Ted Cruz: To Help Stop Drug Abuse, Build the Mexico Border Wall

Wall Street Journal 
By Reid Epstein
February 4, 2016

Ted Cruz spent 18 minutes telling an emotional, gripping story of his family’s history of drug and alcohol abuse. His older half-sister and later his father, he told an addiction policy forum, got hooked and became addicted. His sister died, his father survived only after becoming religious, Mr. Cruz said in a Baptist church here.

So it was jarring to hear Mr. Cruz then pivot to his policy solution: building a wall along the nation’s southern border to stop illegal immigration and halt the flow of drugs from Mexico.

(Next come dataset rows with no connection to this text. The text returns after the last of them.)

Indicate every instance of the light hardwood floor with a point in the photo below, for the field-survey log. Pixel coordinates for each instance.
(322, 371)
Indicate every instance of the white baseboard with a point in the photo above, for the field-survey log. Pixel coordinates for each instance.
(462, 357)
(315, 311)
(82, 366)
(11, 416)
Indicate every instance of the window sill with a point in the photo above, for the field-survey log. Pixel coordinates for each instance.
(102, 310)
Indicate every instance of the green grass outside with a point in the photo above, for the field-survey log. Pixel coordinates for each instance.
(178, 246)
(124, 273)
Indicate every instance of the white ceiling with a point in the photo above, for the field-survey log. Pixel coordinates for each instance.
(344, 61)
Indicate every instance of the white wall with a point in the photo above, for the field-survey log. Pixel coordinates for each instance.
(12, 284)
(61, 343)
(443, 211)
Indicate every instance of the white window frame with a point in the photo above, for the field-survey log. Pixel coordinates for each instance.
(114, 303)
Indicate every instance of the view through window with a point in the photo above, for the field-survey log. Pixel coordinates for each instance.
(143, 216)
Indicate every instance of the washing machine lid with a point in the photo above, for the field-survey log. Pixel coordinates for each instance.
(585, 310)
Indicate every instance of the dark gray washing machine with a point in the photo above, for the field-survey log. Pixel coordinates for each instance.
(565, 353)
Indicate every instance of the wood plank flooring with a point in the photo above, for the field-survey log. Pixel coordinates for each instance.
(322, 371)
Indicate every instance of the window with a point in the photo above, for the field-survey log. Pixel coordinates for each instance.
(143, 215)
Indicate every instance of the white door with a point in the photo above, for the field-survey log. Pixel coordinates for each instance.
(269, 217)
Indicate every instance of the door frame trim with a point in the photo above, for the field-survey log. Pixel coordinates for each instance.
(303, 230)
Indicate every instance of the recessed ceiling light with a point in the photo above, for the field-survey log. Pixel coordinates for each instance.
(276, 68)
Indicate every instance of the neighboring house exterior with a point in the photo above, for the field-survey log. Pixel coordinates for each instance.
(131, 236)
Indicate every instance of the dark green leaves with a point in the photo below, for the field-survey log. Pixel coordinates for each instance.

“If we want to turn around the drug crisis we have got to finally and permanently secure the border,” Mr. Cruz said. “We need to solve this problem, we need to build this wall.”

Mr. Cruz’s appearance at a drug addiction forum comes as New Hampshire voters have classified heroin as the state’s top problem. Rarely does a presidential candidate get through a town hall forum without being asked how they’d address the problem. Mr. Cruz said 48% of residents here know someone addicted to heroin – 60% of people who are 35 years old or younger.

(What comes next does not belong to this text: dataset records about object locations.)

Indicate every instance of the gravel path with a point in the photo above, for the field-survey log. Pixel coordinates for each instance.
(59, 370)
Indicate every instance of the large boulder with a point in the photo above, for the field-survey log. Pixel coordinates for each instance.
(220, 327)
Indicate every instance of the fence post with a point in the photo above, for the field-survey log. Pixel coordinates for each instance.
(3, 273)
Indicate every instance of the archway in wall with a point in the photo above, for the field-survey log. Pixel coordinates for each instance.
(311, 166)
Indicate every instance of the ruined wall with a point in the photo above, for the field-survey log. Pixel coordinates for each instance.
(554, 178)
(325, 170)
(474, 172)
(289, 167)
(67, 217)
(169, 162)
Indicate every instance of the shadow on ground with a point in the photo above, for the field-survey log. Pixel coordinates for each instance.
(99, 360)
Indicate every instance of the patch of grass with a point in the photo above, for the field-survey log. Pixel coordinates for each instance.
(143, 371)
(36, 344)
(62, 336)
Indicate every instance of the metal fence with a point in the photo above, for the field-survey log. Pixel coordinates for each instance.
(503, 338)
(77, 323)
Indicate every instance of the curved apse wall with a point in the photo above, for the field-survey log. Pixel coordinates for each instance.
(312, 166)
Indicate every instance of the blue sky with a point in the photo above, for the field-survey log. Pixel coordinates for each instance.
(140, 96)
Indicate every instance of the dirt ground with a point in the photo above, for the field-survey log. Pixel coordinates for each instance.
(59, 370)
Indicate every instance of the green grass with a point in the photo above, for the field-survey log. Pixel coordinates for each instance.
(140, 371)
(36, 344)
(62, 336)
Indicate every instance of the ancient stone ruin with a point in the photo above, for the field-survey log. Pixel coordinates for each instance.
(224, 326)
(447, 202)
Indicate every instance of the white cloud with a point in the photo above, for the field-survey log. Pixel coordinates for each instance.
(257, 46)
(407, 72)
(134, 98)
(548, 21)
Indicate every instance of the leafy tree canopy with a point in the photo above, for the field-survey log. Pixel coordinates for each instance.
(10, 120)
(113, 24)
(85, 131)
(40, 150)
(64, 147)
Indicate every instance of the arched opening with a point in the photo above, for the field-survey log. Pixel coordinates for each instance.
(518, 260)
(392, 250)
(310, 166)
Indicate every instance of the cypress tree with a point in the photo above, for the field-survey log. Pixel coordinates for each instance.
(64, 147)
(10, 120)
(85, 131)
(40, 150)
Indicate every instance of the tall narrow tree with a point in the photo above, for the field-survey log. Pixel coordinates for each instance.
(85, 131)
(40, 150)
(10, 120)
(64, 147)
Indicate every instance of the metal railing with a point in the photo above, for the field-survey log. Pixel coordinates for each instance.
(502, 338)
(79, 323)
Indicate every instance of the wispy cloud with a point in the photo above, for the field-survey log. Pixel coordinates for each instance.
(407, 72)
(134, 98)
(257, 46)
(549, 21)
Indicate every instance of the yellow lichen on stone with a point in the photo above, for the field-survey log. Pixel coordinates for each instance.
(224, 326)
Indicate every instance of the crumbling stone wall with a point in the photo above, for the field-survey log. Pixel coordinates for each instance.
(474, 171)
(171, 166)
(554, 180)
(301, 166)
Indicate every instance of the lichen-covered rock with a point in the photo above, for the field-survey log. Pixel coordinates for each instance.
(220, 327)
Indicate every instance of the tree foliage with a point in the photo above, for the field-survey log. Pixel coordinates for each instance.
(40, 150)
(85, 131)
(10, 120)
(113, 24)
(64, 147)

To connect with the audience, Mr. Cruz told of his older half-sister Miriam. The Texas senator, who wrote about her plight in his book last year, told of trying to rescue her from living in a Philadelphia crack house and subsidizing her son’s boarding school before she died of a drug overdose in 2011.

“Sometimes people make decisions, bound and determined, to destroy themselves,” he said. “You wonder as a family, ‘Could I have done more? Was there a way to pull her back, to change the path she was on?’ Those are questions you can never fully answer.”

Mr. Cruz then placed blame for the drug problem on the various groups he accused of abetting illegal immigration: Democrats (“There’s a new politically correct term now for illegal immigrants: It’s called undocumented Democrats,” he said to awkward laughter) and business-oriented Republicans.

“What’s if anything even more cynical is all the Republicans who listen to the U.S. Chamber of Commerce, who listen to Wall Street, who listen to the lobbyists in Washington,” Mr. Cruz said. “They think it’s fabulous. Cheap labor drives down wages, what could be better? But it’s that political commitment that results in our not securing the border and not stopping the flow of drugs into this country.”

Mr. Cruz has made combating illegal immigration a hallmark of his campaign. A onetime advocate of legalizing some undocumented immigrants, in 2015 he renounced that position when rival Donald Trump proposed deporting some 11 million people in the country illegally. Mr. Cruz has cited his opposition to the 2013 Senate immigration legislation that Sen. Marco Rubio co-authored as evidence of his bedrock conservative credentials.

Mr. Cruz’s appeared here at what organizers billed as a non-political event to which all presidential campaigns were invited.

Vermont Gov. Peter Shumlin, a Democrat who is a Hillary Clinton surrogate, spoke before Mr. Cruz arrived. Mr. Shumlin blamed the Food and Drug Administration for approving drugs like Oxycontin, a highly addictive painkiller that can lead to heroin abuse. Oxycontin was approved by the FDA in 1995, when Mrs. Clinton’s husband Bill Clinton was president.

Following his remarks Mr. Cruz sat on a nine-person panel discussing ways to address New Hampshire’s drug crisis. He told the group, which included drug counselors and former addicts, that he supports legislation to funnel more federal money into drug prevention programs but reiterated that the problem is one that can only be solved at local levels.


“It’s not going to be the government that solves this,” Mr. Cruz said. “It’s going to take people on the ground connecting one person at a time. … People have to make personal transformations.”